TECH IPO EXPLOSION IMMINENT!

TECH IPO EXPLOSION IMMINENT!

A potential shift in regulations could unlock a wave of initial public offerings (IPOs) from technology companies, according to financial analysts. The proposed changes center around a tiered system for public ownership, moving away from a rigid, one-size-fits-all approach to IPO rules.

The Securities and Exchange Commission recently unveiled a draft proposal outlining this tiered framework. It aims to tailor public ownership requirements to the size of the company, considering crucial factors like market liquidity and investor safeguards.
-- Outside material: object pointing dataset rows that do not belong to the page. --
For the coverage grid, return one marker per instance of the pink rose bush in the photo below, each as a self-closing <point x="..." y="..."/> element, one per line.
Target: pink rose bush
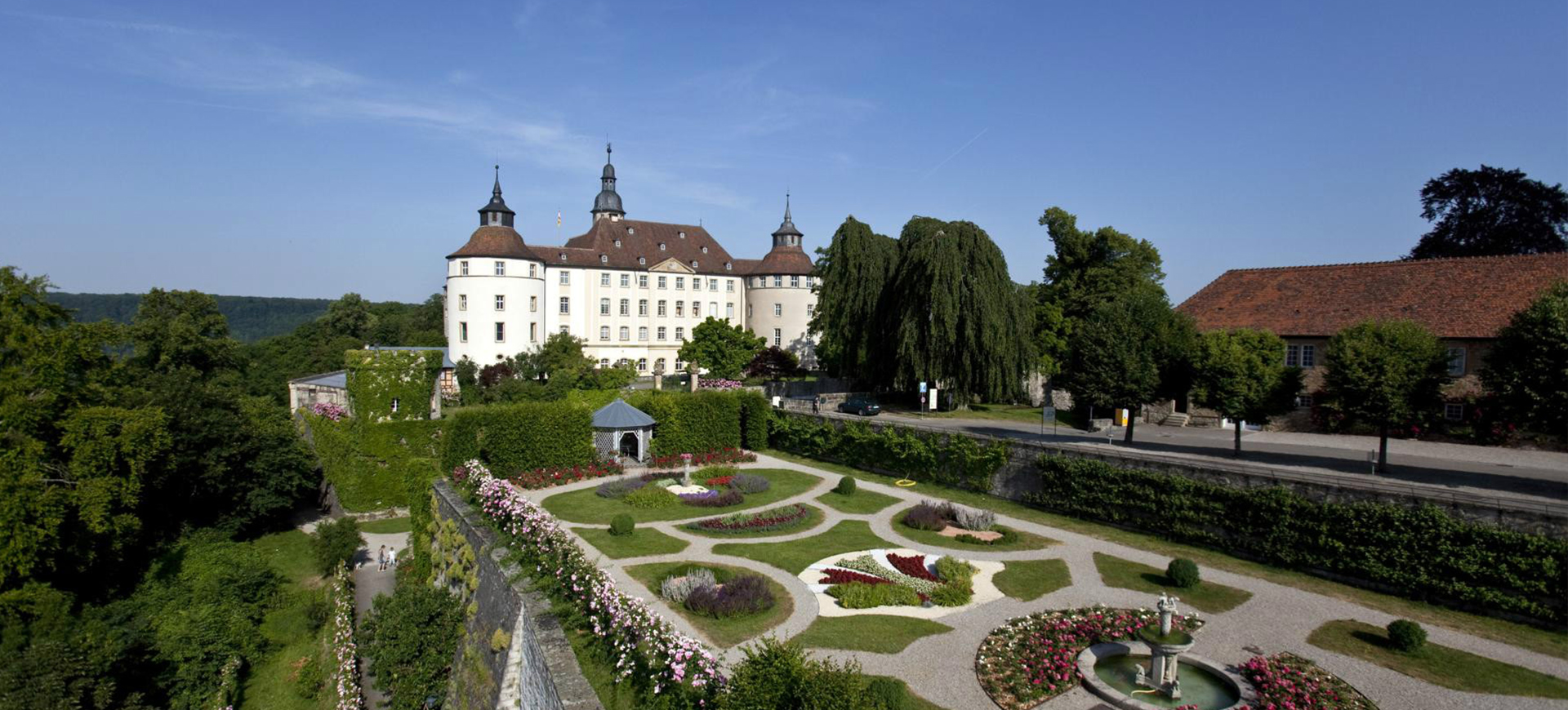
<point x="345" y="655"/>
<point x="1032" y="659"/>
<point x="642" y="645"/>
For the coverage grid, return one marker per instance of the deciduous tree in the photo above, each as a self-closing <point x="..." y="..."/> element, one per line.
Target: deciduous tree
<point x="1385" y="374"/>
<point x="1491" y="212"/>
<point x="1242" y="375"/>
<point x="1528" y="367"/>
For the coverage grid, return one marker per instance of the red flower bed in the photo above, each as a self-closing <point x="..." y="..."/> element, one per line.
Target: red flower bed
<point x="913" y="566"/>
<point x="562" y="475"/>
<point x="707" y="458"/>
<point x="844" y="577"/>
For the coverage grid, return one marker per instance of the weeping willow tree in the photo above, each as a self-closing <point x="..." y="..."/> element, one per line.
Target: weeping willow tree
<point x="956" y="315"/>
<point x="853" y="273"/>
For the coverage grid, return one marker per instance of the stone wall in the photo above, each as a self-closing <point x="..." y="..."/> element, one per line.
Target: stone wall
<point x="1019" y="477"/>
<point x="537" y="670"/>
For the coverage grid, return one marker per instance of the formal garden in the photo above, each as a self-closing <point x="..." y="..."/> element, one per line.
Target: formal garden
<point x="874" y="560"/>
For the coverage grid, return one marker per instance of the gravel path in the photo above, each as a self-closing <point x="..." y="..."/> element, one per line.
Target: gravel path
<point x="941" y="668"/>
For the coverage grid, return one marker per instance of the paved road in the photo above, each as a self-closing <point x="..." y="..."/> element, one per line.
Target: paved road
<point x="1529" y="475"/>
<point x="369" y="584"/>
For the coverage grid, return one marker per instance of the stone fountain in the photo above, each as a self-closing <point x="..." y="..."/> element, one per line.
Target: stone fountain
<point x="1165" y="650"/>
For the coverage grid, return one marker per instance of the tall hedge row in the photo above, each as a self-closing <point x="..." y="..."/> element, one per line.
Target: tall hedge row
<point x="369" y="463"/>
<point x="514" y="437"/>
<point x="1423" y="552"/>
<point x="954" y="459"/>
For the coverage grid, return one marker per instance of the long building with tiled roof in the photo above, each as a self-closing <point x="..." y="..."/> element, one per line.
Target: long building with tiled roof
<point x="1462" y="301"/>
<point x="632" y="291"/>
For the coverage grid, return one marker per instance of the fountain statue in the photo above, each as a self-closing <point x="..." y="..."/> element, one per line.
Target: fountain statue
<point x="1164" y="650"/>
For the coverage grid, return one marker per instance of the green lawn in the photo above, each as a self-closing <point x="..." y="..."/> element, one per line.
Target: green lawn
<point x="1208" y="596"/>
<point x="587" y="507"/>
<point x="858" y="504"/>
<point x="797" y="553"/>
<point x="1508" y="632"/>
<point x="286" y="626"/>
<point x="1032" y="579"/>
<point x="1026" y="541"/>
<point x="1438" y="665"/>
<point x="386" y="526"/>
<point x="813" y="519"/>
<point x="916" y="703"/>
<point x="879" y="633"/>
<point x="642" y="543"/>
<point x="722" y="632"/>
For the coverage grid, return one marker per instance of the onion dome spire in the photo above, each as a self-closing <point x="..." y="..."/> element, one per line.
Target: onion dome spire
<point x="496" y="211"/>
<point x="608" y="204"/>
<point x="786" y="236"/>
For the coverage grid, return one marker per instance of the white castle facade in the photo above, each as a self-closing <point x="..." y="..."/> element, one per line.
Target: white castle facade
<point x="630" y="291"/>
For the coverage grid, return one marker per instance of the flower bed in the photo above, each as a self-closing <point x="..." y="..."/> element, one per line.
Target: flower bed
<point x="1290" y="681"/>
<point x="644" y="646"/>
<point x="707" y="458"/>
<point x="562" y="475"/>
<point x="1032" y="659"/>
<point x="345" y="655"/>
<point x="756" y="522"/>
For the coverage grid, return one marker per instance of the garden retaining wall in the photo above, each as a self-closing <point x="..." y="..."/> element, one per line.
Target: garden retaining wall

This new approach directly supports efforts to encourage local listings among technology firms, aligning with the vision of the Department of Information and Communications Technology. Officials have highlighted companies like GCash parent Globe Fintech Innovations and Grab Philippines as potential candidates for going public.

The proposed system categorizes companies into five tiers based on their anticipated market value at the time of listing. Each tier carries a specific minimum public float requirement, ranging from 33% for smaller companies to 12% for the largest.

Specifically, companies valued up to P500 million (Tier I) would need a 33% public float. Those between P500 million and P1 billion (Tier II) would require at least 25%, with a minimum value of P165 million.

Tier III, encompassing companies from P1 billion to P50 billion, would need a 20% float worth at least P250 million. Larger firms, Tier IV (P50 billion to P150 billion), face a 15% minimum, equivalent to P10 billion.

The most substantial companies, exceeding P150 billion in value (Tier V), would be required to maintain a public float of at least 12%, or a minimum of P22.5 billion. These requirements extend beyond the initial listing, demanding sustained public ownership.

The anticipated benefits of increased technology IPOs are significant. Experts believe they could deepen the country’s capital market, broaden the investor base, and provide clear exit strategies for venture capital and private equity investments.

However, the path isn’t without potential hurdles. While the framework is promising, some analysts point to current market conditions as a deterrent. Technology firms may be hesitant to proceed until the economic climate becomes more favorable.

Concerns also linger regarding market depth, liquidity, and investor appetite for technology stocks. Macroeconomic factors and valuation uncertainties could also impact a company’s performance after going public, adding to the caution surrounding IPO decisions.